Altcoins: Das Wichtigste in Kürze
- Definition: Als Altcoins werden grundsätzlich alle Kryptowährungen außer Bitcoin bezeichnet.
- Bedeutung: Der Name setzt sich aus „Alternative“ und „Coin“ zusammen – gemeint sind Alternativen zu Bitcoin.
- Beispiele: Ethereum, Solana, XRP, Cardano und Dogecoin zählen zu den bekannten Altcoins. Auch Stablecoins wie USDT und USDC werden häufig dieser Gruppe zugerechnet.
- Unterschiede: Altcoins können sich bei Technik, Nutzen, Sicherheit, Dezentralität und Token-Verteilung deutlich unterscheiden.
- Risiken: Viele Altcoins schwanken stärker als Bitcoin. Kleine oder wenig genutzte Projekte können vollständig scheitern.
Was ist ein Altcoin?
Ein Altcoin ist eine Kryptowährung, die nicht Bitcoin ist. Der Begriff entstand, nachdem neben Bitcoin erste alternative Kryptowährungen entwickelt wurden. Heute umfasst er eine sehr große und vielfältige Gruppe digitaler Vermögenswerte.
Dabei ist „Altcoin“ nur ein Sammelbegriff. Ein Altcoin kann der native Coin einer eigenen Blockchain, ein auf einer bestehenden Blockchain ausgegebener Token oder ein wertstabil konzipierter Stablecoin sein. Im allgemeinen Sprachgebrauch werden diese Unterschiede häufig zusammengefasst.
Wenn Du die Begriffe genauer auseinanderhalten möchtest, erklärt unser Ratgeber den Unterschied zwischen Coin und Token. Einen grundlegenden Einstieg in die gesamte Anlageklasse bietet das Handbuch Was sind Kryptowährungen?.
Warum gibt es Altcoins?
Bitcoin wurde als dezentrales digitales Geld entwickelt. Spätere Krypto-Projekte übernahmen einzelne Ideen von Bitcoin, veränderten technische Eigenschaften oder verfolgten vollkommen neue Anwendungsfälle.
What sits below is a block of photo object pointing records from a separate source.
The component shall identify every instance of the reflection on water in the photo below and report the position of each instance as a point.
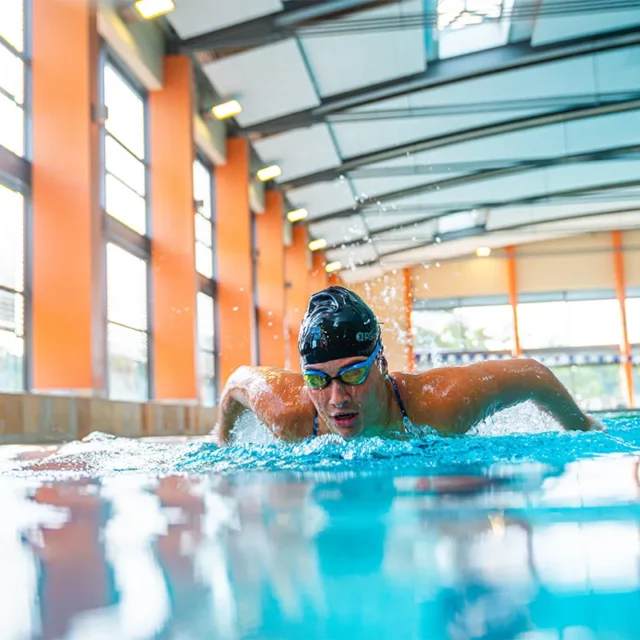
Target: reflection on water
(528, 551)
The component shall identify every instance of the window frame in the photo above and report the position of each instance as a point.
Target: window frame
(15, 175)
(115, 231)
(209, 286)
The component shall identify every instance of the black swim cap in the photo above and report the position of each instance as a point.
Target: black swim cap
(337, 324)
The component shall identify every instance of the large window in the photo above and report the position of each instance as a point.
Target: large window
(204, 235)
(12, 76)
(594, 386)
(562, 324)
(127, 332)
(11, 290)
(458, 329)
(124, 151)
(206, 344)
(127, 252)
(202, 191)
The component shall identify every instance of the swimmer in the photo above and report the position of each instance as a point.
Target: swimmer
(345, 387)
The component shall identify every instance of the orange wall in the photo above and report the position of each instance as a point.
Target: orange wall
(235, 278)
(271, 294)
(67, 248)
(297, 277)
(172, 222)
(318, 279)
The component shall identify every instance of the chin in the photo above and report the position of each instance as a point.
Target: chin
(348, 433)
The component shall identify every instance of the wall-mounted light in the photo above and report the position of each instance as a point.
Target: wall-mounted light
(333, 266)
(150, 9)
(296, 215)
(227, 109)
(269, 173)
(316, 245)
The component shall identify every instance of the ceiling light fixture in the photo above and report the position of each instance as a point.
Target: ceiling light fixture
(297, 214)
(316, 245)
(333, 266)
(227, 109)
(150, 9)
(269, 173)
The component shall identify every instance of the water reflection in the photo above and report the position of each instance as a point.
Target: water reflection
(506, 553)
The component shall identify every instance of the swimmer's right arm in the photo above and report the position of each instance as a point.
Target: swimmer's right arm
(234, 402)
(273, 395)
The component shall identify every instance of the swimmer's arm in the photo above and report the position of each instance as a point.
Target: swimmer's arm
(273, 395)
(467, 395)
(235, 400)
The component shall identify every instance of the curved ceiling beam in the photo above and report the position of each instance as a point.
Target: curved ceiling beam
(441, 73)
(274, 27)
(476, 133)
(424, 245)
(567, 193)
(617, 153)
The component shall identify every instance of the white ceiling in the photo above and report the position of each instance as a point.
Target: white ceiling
(481, 124)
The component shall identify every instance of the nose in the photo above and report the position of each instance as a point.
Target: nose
(339, 397)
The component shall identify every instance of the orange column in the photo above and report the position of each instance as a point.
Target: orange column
(512, 283)
(318, 276)
(271, 293)
(235, 274)
(408, 307)
(67, 290)
(620, 280)
(172, 224)
(297, 278)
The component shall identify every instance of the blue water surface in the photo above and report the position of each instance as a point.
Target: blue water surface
(495, 535)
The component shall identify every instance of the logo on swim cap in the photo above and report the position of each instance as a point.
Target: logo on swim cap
(338, 324)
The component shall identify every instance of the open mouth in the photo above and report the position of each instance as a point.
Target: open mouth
(345, 419)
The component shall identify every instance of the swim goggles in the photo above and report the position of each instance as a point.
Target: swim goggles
(352, 375)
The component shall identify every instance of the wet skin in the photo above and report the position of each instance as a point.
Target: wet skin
(450, 400)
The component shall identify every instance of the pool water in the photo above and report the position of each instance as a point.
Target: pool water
(493, 536)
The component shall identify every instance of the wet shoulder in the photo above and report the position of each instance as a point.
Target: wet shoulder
(285, 403)
(432, 398)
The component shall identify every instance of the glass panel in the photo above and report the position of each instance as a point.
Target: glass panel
(126, 288)
(595, 387)
(205, 322)
(125, 166)
(202, 188)
(632, 307)
(126, 112)
(124, 205)
(204, 260)
(11, 362)
(128, 374)
(569, 324)
(11, 126)
(11, 239)
(204, 230)
(12, 22)
(207, 379)
(11, 73)
(12, 312)
(487, 328)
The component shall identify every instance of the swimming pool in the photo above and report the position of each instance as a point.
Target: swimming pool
(529, 536)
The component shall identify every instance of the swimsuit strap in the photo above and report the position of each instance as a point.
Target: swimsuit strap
(405, 417)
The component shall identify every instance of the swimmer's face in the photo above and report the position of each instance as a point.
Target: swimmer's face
(348, 410)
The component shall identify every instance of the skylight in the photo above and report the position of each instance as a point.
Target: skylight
(457, 14)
Altcoins können beispielsweise darauf ausgerichtet sein,
- Transaktionen schneller oder günstiger abzuwickeln,
- Smart Contracts und dezentrale Anwendungen zu ermöglichen,
- verschiedene Blockchains miteinander zu verbinden,
- einen stabilen Wert gegenüber einer klassischen Währung abzubilden,
- oder bestimmte Funktionen innerhalb eines Krypto-Protokolls bereitzustellen.
Die Existenz eines neuen Anwendungsfalls bedeutet allerdings nicht automatisch, dass ein Projekt langfristig gebraucht wird. Manche Altcoins entwickeln aktive Netzwerke und reale Nutzung, andere bleiben weitgehend spekulativ oder verschwinden wieder vom Markt.
Was ist der Unterschied zwischen Bitcoin und Altcoins?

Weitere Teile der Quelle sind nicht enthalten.